The film was shot in one continuous 400 foot take. The camera looks through the blades of the windmill, recording either what is behind or in front of the windmill blades. A rhythm determined by the speed and direction of the wind.
This film is one of a series of films (Wind Vane, Anemometer, Tree, Park, Estuary etc.) which uses an element present within the frame as a feedback device to control an aspect of the recording process. In this case it is the wind moving the leaves on the trees within the frame which also causes the windmill to rotate like a secondary shutter in front of the camera. This rotation of the mirrored windmill blades causes the image on the screen to alternate between the space in front of the camera, seen intermittently through the blades, and the space behind the camera, reflected in the blades. When the windmill reaches a particular speed, a third space is also created as the deep space of the picture plane fragments and becomes a two dimensional abstract surface of colour and light.
The duration of this film was limited by the length of a roll of unexposed film stock. The shape of the film, however, was entirely dependent on the strength and direction of the wind.

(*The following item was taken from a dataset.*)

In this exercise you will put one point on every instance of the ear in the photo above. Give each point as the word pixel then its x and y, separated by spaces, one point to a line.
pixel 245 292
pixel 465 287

“In Windmill III, a mirrored windmill set before the camera divides the image into three distinct areas: the space in front of the windmill, the space occupied by the windmill itself, and the space behind the camera that is reflected in the blades. When the windmill turns slowly, the blades smoothly displace—or “wipe”—the front landscape with the reflected images. As the wind picks up, the windmill rotates faster and the reflected images blur, creating painterly smears across the foreground. By sectioning linear perspective, Windmill III not only challenges the standard presentation of space, it also highlights what is normally unseen – the space behind the camera.”